In modo del tutto generico si potrebbe qualificare l'atteggiamento introverso come quello che in ogni circostanza tende ad anteporre l'Io e la vita psichica soggettiva all'oggetto e alla realtà obiettiva, o almeno ad affermarli nei confronti dell'oggetto. Questo atteggiamento conferisce quindi al soggetto un valore superiore a quello attribuito all'oggetto. In conformità a ciò l'oggetto viene costantemente svalutato e riveste un'importanza secondaria.
Per contro, l'atteggiamento estroverso subordina il soggetto all'oggetto; è allora l'oggetto a rivestire il valore preponderante. Il soggetto ha sempre importanza secondaria; i processi soggettivi appaiono talora come qualcosa di meramente accessorio, di incomodo e di superfluo rispetto agli accadimenti oggettivi.
(Tipi psicologici)
Non è opportuno seguire piú oltre le vicende della teoria psicoanalitica, o anche delle scuole psicoanalitiche, tanto complessi sono gli sviluppi e gli arricchimenti teorici, specie per l'incontro con i contributi della sociologia. Qui faremo riferimento solo all'elaborazione di Reich e Lacan.

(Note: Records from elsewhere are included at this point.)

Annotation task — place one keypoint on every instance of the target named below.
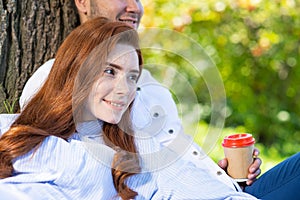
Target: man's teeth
(115, 104)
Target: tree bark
(31, 32)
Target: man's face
(128, 11)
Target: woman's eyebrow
(114, 65)
(120, 68)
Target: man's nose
(134, 6)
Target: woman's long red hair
(59, 103)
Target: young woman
(74, 139)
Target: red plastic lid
(238, 140)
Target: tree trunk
(31, 32)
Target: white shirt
(80, 168)
(154, 112)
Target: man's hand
(254, 169)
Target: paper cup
(238, 150)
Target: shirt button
(155, 115)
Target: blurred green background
(255, 45)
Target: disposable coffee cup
(238, 149)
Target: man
(150, 108)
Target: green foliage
(256, 47)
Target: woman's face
(115, 89)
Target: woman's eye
(109, 71)
(133, 77)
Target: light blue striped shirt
(80, 168)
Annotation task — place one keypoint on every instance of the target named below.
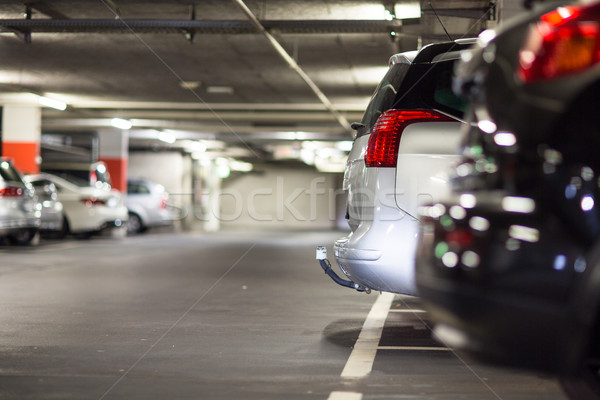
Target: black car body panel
(526, 292)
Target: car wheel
(24, 237)
(134, 224)
(585, 384)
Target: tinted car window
(8, 173)
(429, 86)
(385, 94)
(137, 188)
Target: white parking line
(345, 396)
(414, 348)
(360, 362)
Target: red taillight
(462, 238)
(92, 201)
(382, 150)
(564, 41)
(11, 192)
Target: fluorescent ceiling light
(121, 123)
(220, 89)
(408, 10)
(166, 137)
(52, 103)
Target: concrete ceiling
(204, 70)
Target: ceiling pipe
(294, 65)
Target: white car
(86, 209)
(409, 136)
(147, 202)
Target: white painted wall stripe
(360, 362)
(345, 396)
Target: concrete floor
(219, 316)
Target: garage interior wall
(281, 198)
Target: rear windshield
(385, 94)
(8, 173)
(415, 86)
(79, 178)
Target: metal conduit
(201, 26)
(294, 65)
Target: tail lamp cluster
(93, 201)
(564, 41)
(384, 142)
(10, 191)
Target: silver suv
(20, 215)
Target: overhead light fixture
(407, 10)
(52, 103)
(166, 137)
(121, 123)
(220, 89)
(189, 85)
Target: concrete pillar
(113, 151)
(508, 9)
(212, 222)
(21, 136)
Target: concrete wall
(270, 198)
(280, 198)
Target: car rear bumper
(10, 225)
(380, 262)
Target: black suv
(508, 268)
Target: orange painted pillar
(113, 151)
(21, 135)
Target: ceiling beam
(294, 65)
(198, 26)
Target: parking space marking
(345, 396)
(360, 362)
(418, 348)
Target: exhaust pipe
(326, 265)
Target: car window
(137, 188)
(385, 94)
(443, 95)
(9, 173)
(429, 86)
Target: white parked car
(87, 209)
(409, 136)
(147, 205)
(19, 214)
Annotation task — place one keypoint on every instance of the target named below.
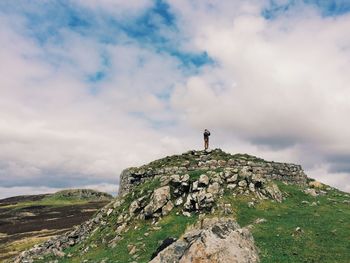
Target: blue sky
(91, 87)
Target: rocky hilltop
(209, 206)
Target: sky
(90, 87)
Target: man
(206, 139)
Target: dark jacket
(206, 134)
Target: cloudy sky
(89, 87)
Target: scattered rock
(214, 241)
(311, 191)
(203, 180)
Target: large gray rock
(159, 199)
(214, 240)
(274, 192)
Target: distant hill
(30, 219)
(210, 206)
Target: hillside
(211, 207)
(31, 219)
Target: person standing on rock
(206, 139)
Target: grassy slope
(324, 238)
(22, 242)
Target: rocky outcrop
(243, 166)
(212, 241)
(85, 194)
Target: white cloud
(118, 7)
(277, 89)
(278, 83)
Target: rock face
(190, 184)
(213, 241)
(243, 166)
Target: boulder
(203, 180)
(167, 208)
(274, 192)
(214, 188)
(159, 199)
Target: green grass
(326, 227)
(324, 237)
(47, 201)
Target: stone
(160, 197)
(179, 201)
(231, 186)
(132, 249)
(221, 163)
(118, 203)
(167, 208)
(252, 187)
(311, 191)
(203, 180)
(214, 188)
(232, 179)
(274, 192)
(316, 184)
(164, 180)
(175, 179)
(165, 243)
(258, 180)
(186, 214)
(244, 172)
(185, 178)
(242, 183)
(109, 211)
(214, 240)
(250, 204)
(195, 186)
(134, 206)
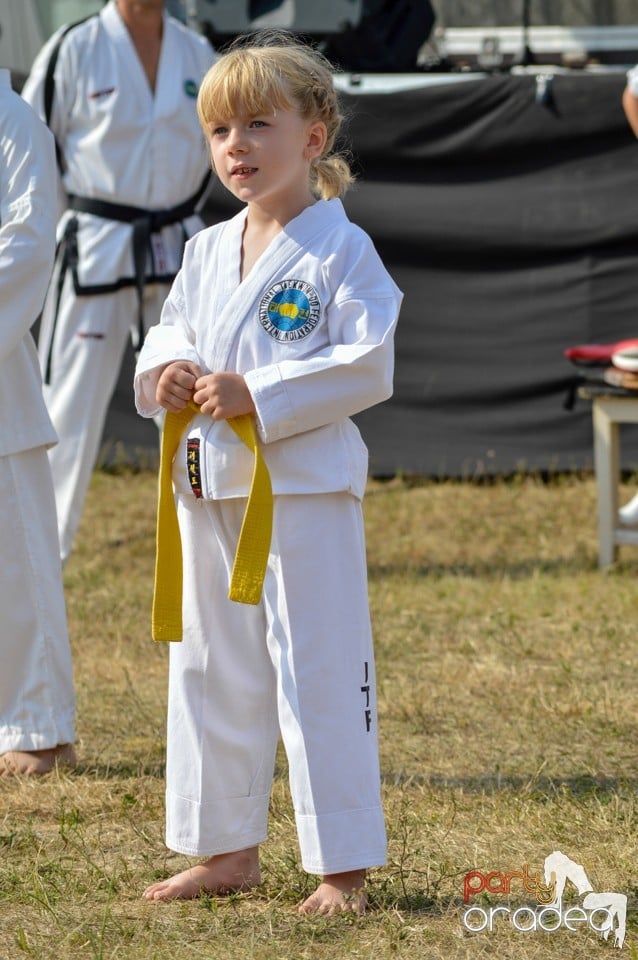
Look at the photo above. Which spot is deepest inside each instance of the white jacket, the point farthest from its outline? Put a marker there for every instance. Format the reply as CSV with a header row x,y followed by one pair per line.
x,y
120,141
310,328
27,248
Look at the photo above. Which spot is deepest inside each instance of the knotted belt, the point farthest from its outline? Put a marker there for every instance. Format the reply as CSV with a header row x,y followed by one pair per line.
x,y
253,545
144,222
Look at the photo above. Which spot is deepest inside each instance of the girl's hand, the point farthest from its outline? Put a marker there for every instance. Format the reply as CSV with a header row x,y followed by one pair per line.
x,y
223,395
176,383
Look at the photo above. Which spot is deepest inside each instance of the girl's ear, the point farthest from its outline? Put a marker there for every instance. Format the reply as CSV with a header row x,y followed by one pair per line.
x,y
316,142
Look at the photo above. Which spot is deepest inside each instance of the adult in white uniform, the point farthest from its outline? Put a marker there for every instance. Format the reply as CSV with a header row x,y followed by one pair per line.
x,y
287,313
628,514
37,705
119,92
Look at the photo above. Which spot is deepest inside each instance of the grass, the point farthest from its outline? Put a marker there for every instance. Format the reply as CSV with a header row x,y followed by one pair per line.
x,y
507,709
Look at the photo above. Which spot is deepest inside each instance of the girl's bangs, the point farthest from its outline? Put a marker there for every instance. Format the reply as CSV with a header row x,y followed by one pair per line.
x,y
247,87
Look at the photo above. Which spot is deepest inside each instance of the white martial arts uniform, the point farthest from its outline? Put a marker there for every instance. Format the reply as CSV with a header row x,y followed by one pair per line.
x,y
311,330
120,144
37,707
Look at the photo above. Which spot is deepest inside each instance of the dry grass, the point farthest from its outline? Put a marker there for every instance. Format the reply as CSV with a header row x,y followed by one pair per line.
x,y
506,665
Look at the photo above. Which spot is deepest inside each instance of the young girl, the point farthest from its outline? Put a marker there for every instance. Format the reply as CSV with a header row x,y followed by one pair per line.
x,y
285,313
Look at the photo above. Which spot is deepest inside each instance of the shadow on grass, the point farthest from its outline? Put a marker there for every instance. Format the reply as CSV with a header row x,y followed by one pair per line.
x,y
491,569
577,785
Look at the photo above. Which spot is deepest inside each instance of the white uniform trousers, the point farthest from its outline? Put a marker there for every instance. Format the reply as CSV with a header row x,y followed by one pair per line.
x,y
301,662
88,345
37,704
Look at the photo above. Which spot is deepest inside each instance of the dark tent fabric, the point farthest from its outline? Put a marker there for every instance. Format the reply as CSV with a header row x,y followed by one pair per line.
x,y
506,208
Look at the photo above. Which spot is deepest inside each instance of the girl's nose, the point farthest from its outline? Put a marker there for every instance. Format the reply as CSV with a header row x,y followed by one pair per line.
x,y
235,140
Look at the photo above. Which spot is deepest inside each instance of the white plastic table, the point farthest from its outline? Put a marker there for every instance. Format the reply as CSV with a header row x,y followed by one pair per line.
x,y
609,410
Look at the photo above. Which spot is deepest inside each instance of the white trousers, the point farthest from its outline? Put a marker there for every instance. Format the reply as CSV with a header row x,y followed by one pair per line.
x,y
300,663
37,704
83,355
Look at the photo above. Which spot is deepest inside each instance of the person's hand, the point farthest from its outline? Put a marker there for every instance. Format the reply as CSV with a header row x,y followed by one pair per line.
x,y
223,395
176,384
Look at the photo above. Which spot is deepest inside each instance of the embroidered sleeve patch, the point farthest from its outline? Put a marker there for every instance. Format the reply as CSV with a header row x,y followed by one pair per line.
x,y
290,310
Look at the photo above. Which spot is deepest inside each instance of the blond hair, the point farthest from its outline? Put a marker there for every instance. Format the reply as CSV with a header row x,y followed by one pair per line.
x,y
267,70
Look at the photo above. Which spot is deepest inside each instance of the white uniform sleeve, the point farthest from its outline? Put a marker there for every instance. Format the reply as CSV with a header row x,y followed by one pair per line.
x,y
352,374
166,342
33,93
27,222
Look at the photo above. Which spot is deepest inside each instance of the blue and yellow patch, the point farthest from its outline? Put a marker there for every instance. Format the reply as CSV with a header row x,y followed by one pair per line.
x,y
290,310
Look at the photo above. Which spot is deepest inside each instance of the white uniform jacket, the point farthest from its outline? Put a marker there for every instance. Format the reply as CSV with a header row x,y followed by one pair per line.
x,y
310,328
27,246
122,143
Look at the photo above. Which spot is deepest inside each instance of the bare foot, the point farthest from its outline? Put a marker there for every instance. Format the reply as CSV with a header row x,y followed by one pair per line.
x,y
338,893
224,873
35,763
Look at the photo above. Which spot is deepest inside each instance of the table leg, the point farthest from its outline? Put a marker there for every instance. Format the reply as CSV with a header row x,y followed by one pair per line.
x,y
607,466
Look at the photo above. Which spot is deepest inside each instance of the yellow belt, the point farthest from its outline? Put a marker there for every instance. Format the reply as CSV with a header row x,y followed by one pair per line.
x,y
253,546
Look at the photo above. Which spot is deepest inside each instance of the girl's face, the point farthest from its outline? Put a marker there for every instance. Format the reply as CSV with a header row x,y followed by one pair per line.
x,y
265,159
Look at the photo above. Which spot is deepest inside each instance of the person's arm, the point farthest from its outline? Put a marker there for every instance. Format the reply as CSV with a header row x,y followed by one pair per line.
x,y
27,220
630,100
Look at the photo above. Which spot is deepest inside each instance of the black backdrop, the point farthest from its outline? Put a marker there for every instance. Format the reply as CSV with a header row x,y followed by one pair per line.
x,y
511,225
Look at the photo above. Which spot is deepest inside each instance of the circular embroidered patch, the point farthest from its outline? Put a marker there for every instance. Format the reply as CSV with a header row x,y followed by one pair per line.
x,y
290,310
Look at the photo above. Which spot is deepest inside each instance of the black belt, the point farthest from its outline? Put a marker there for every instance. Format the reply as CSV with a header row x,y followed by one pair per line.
x,y
144,223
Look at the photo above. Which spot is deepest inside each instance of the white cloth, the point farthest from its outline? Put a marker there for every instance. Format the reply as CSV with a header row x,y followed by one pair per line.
x,y
37,702
123,144
321,273
37,706
310,328
27,244
302,662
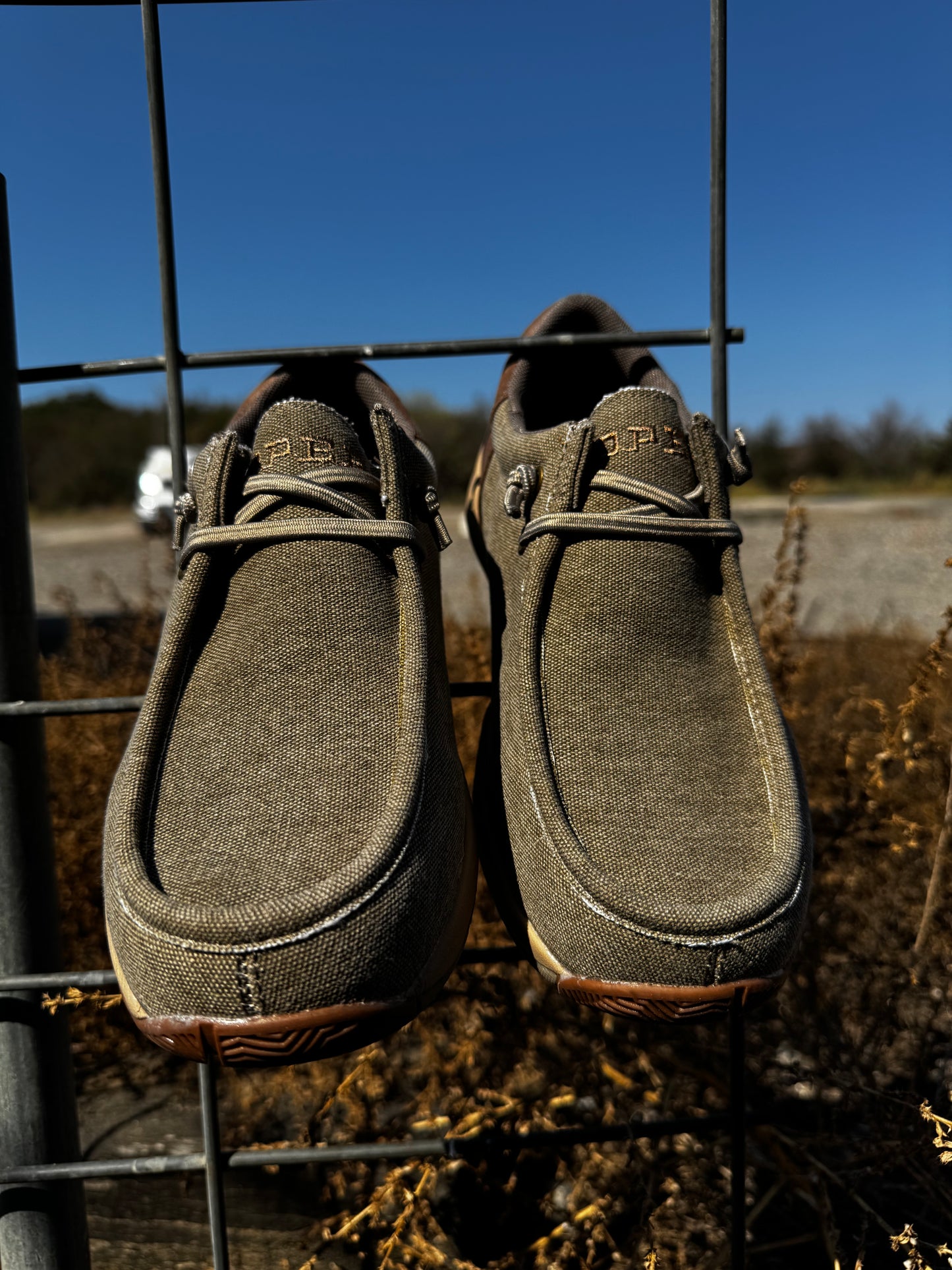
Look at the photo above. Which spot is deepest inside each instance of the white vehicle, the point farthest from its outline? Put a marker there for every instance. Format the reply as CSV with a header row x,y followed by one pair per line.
x,y
154,501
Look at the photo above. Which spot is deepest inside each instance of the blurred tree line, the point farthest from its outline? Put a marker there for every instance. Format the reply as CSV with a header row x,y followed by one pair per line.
x,y
891,449
84,450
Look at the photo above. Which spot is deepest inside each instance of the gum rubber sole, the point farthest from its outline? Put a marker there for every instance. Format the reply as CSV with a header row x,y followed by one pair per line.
x,y
648,1001
282,1039
277,1041
665,1004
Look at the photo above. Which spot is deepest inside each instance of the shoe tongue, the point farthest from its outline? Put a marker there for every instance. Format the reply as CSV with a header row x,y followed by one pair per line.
x,y
297,437
638,432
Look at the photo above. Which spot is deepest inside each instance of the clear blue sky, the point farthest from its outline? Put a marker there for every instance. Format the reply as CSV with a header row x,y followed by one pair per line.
x,y
348,171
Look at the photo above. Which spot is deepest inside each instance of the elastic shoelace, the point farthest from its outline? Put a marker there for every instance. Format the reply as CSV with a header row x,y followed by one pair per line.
x,y
660,515
320,489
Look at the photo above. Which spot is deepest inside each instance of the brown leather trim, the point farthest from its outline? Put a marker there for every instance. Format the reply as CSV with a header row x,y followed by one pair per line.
x,y
663,1001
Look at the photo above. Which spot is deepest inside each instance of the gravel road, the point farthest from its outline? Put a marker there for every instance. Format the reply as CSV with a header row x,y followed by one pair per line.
x,y
871,562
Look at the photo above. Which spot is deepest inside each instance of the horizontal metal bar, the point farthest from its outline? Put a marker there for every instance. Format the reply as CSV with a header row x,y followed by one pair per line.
x,y
59,981
419,1148
80,705
89,979
121,705
375,352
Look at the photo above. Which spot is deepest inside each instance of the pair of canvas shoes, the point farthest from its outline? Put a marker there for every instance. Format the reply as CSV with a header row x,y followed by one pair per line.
x,y
290,856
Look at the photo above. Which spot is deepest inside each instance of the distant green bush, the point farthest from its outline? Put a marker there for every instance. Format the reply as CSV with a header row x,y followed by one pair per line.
x,y
890,450
84,450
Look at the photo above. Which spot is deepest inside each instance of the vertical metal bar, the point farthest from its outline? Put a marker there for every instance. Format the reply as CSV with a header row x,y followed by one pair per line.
x,y
38,1226
739,1142
719,215
211,1136
167,245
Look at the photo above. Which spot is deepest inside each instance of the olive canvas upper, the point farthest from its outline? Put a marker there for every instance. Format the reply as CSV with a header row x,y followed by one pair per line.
x,y
653,805
287,826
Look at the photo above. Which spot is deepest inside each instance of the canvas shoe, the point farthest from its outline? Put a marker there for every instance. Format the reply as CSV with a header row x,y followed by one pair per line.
x,y
639,803
289,865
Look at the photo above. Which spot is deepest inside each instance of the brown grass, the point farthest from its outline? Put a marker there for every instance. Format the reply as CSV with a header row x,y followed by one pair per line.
x,y
845,1170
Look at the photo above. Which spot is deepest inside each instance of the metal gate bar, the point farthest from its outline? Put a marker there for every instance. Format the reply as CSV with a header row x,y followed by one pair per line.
x,y
52,1232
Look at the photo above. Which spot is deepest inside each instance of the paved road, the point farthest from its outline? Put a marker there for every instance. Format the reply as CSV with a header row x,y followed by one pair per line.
x,y
870,563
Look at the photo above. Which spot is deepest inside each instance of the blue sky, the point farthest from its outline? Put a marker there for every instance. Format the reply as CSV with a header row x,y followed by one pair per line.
x,y
349,171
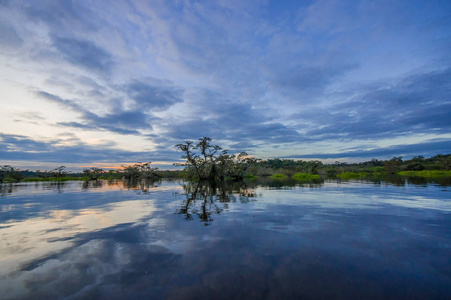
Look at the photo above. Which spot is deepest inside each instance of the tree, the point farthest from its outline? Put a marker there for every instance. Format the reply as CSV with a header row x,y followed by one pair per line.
x,y
204,162
93,173
59,172
393,165
9,172
139,171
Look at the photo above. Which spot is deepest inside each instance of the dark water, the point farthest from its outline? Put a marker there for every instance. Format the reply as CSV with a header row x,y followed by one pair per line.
x,y
254,240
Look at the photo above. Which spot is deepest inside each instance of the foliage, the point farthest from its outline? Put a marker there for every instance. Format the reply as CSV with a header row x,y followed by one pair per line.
x,y
10,174
207,162
425,174
139,171
59,172
93,173
352,175
305,176
279,176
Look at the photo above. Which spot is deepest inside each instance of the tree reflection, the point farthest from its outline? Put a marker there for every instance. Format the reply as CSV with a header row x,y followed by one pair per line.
x,y
206,198
6,189
141,185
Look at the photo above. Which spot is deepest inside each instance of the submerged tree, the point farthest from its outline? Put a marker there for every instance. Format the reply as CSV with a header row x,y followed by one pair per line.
x,y
207,162
139,171
93,173
9,172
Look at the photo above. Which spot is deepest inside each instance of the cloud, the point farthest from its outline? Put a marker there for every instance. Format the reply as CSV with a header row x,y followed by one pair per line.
x,y
66,150
222,119
84,53
155,95
412,105
119,121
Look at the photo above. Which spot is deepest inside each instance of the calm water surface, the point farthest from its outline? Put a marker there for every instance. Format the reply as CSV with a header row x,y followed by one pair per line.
x,y
254,240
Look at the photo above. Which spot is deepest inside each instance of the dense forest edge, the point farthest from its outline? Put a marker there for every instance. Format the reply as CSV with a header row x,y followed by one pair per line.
x,y
204,161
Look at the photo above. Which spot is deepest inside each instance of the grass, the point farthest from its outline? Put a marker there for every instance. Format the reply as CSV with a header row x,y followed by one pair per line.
x,y
426,173
279,176
250,176
352,175
305,176
38,179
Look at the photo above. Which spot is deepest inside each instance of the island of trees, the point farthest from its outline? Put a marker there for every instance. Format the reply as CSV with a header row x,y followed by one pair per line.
x,y
204,161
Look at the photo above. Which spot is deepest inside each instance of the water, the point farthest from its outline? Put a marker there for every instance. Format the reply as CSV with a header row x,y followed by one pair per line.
x,y
254,240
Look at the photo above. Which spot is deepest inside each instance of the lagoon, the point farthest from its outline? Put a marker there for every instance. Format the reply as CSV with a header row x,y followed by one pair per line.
x,y
257,239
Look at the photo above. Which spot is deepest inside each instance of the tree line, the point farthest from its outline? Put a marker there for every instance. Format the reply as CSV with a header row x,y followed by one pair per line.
x,y
205,161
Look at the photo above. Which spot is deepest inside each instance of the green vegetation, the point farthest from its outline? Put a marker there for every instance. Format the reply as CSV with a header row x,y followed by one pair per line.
x,y
305,176
279,176
209,162
204,161
426,174
352,175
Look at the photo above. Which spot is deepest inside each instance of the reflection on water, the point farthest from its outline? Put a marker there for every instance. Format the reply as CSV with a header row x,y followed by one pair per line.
x,y
205,198
268,239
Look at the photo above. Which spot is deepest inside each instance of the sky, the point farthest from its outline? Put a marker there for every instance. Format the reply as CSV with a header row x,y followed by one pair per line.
x,y
106,83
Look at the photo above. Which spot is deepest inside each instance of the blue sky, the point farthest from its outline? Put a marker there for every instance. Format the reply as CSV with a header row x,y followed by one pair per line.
x,y
106,83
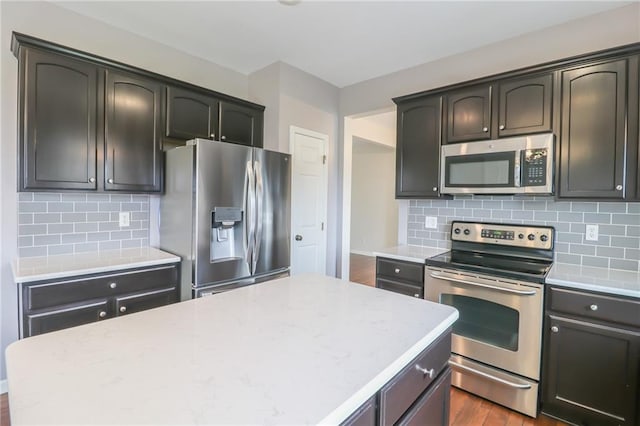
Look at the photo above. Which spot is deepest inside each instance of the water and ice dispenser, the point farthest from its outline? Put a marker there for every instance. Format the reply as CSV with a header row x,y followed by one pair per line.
x,y
226,233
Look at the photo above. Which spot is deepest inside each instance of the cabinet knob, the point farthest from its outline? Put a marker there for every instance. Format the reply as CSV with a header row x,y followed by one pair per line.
x,y
425,372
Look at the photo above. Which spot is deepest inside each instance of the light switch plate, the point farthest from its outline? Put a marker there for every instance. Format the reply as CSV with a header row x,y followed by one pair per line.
x,y
124,219
431,222
591,233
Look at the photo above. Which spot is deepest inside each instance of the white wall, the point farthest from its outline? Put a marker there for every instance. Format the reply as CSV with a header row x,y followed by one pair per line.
x,y
49,22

Wilhelm Reich (1897-1957) non solo non accetta l'ultimo Freud, quello dell'«istinto di morte», ma mostra il ruolo svolto dalle strutture sociali e dalle ideologie nella vita psichica. Il contrasto vissuto dall'uomo è tra «tendenze istintuali» e l'insieme, per dirla in termini marxiani, strutturale e sovrastrutturale della società. Sicché anche le conseguenze, ad esempio, della repressione delle pulsioni sessuali infantili non sono limitate all'ambito della vita individuale; infatti tale repressione è la base della rinuncia all'autonomia, alla libertà, alla democrazia, cioè è la fonte della disposizione verso regimi dittatoriali o comunque autoritari.
Jacques Lacan (1901-1981) assume l'inconscio di tipo freudiano; ma, aggiunge, tale inconscio «parla»; esso è un linguaggio che sta tra le righe del linguaggio manifesto. L'inconscio pertanto è la struttura stessa del linguaggio cosciente. E se il «discorso dell'Io», cioè il discorso consapevole, risulta discontinuo, disorganico, o stentato, ciò avviene perché esso non possiede appieno il «discorso dell'Altro», cioè dell'inconscio. Pertanto tutte le espressioni del linguaggio umano, cioè tutte le forme espressive, sono interpretabili psicoanaliticamente.